For him, the invasion began on a landing craft, as he fired heavy artillery at the Nazis. “We couldn’t get ashore the first day because the Germans were there on Omaha Beach and they were firing at us, and if a shell landed on us, we were dead. We were 150 to 200 yards offshore and everybody was seasick. We couldn’t wait to get off.”
Once he finally reached the shore, the Germans continued to fire at them.
“There were dead bodies all over the place,” he said. “We had to move the bodies in order to get to the path to get to the cliff. It was a struggle.
“Then we fought our way into St. Lo through the hedgerows. We took St. Lo, but our division was decimated,” said Brummer. “Then they sent us to Brittany and we took Brest. It is unbelievable how anybody was able to survive. We took direct fire from everybody but we overwhelmed them.”

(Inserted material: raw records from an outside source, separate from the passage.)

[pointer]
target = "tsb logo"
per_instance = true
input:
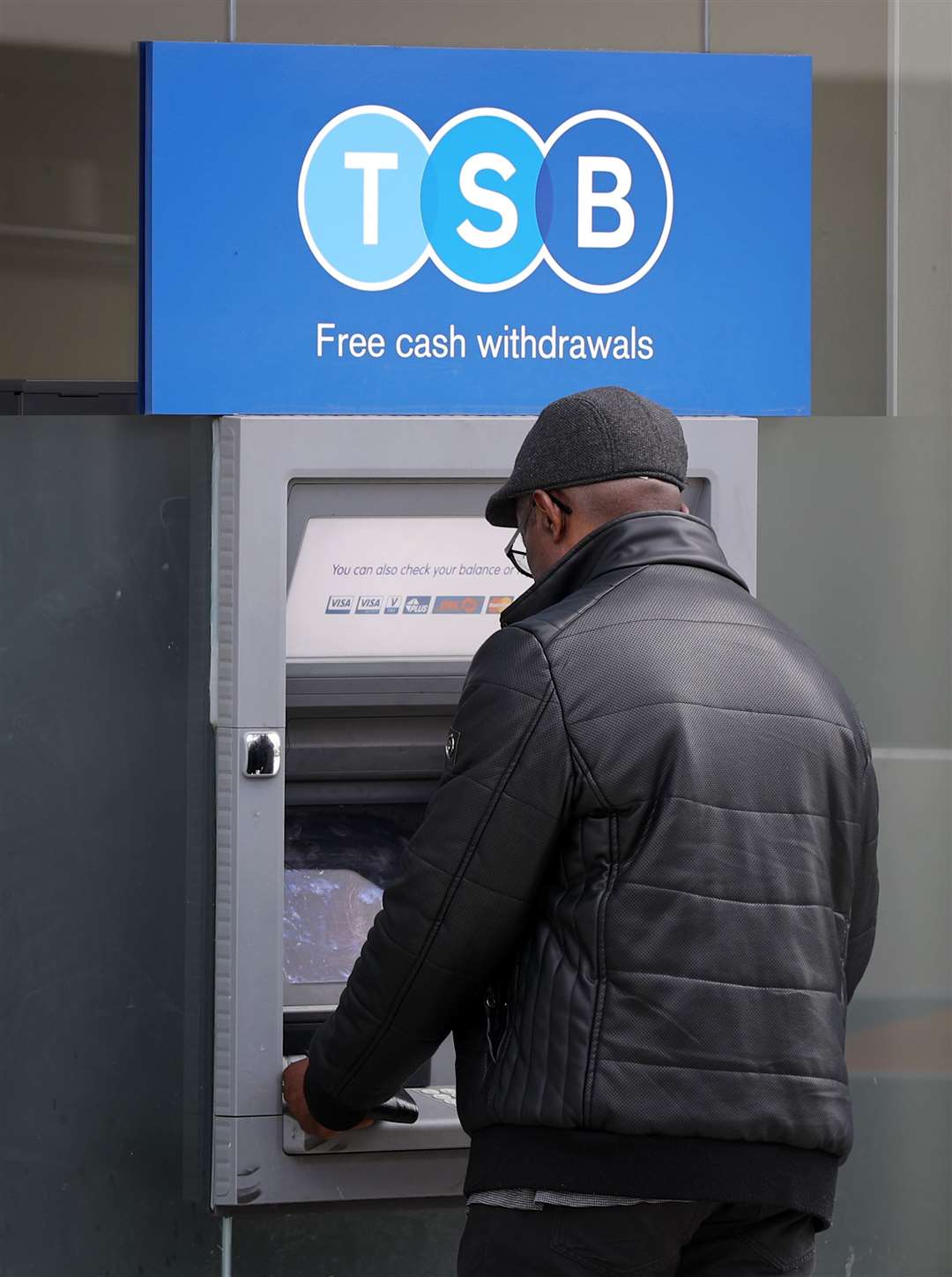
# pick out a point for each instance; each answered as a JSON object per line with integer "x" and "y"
{"x": 487, "y": 199}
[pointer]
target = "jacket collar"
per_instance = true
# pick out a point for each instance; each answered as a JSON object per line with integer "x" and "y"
{"x": 629, "y": 541}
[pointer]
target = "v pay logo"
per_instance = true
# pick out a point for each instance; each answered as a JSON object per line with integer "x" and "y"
{"x": 487, "y": 199}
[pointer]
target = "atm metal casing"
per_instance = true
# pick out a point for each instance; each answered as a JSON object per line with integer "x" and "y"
{"x": 450, "y": 465}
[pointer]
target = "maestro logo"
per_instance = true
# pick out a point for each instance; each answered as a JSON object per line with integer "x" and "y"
{"x": 487, "y": 199}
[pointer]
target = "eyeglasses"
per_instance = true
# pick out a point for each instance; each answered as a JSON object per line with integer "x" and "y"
{"x": 518, "y": 557}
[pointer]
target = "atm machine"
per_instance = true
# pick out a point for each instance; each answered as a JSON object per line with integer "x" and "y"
{"x": 353, "y": 578}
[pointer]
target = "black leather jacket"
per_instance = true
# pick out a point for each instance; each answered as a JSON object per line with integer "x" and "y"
{"x": 642, "y": 894}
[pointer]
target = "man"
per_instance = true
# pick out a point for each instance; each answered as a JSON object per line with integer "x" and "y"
{"x": 641, "y": 897}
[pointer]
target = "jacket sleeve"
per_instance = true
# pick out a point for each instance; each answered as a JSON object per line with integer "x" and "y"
{"x": 866, "y": 889}
{"x": 467, "y": 892}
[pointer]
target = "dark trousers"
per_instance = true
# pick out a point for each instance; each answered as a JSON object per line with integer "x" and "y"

As the troops battled from town to town, Brummer said, he remembers French civilians cheering them on.
“We were being shelled by the Germans but the French people did not care. They just lined the streets and hugged us. That was very exciting.”
Rona was dubious when her husband received a letter from the French government a few months ago.
“I said to Sam, ‘This is a hoax. Probably somebody wants to steal our identity,’” she said. After two days of telephoning, she finally reached someone at the French Embassy in Washington, DC, who confirmed the honor was for real.
Their sons, Michael and Marc, who assist their father in running the landmark family business, were equally impressed.
“There is a reason they call his the ‘greatest generation.’ It is so aptly named. He has an indomitable spirit,” said Marc.
“Usually it’s the parents have naches from their kids. This is a time when the kids have naches from their parent,” he added.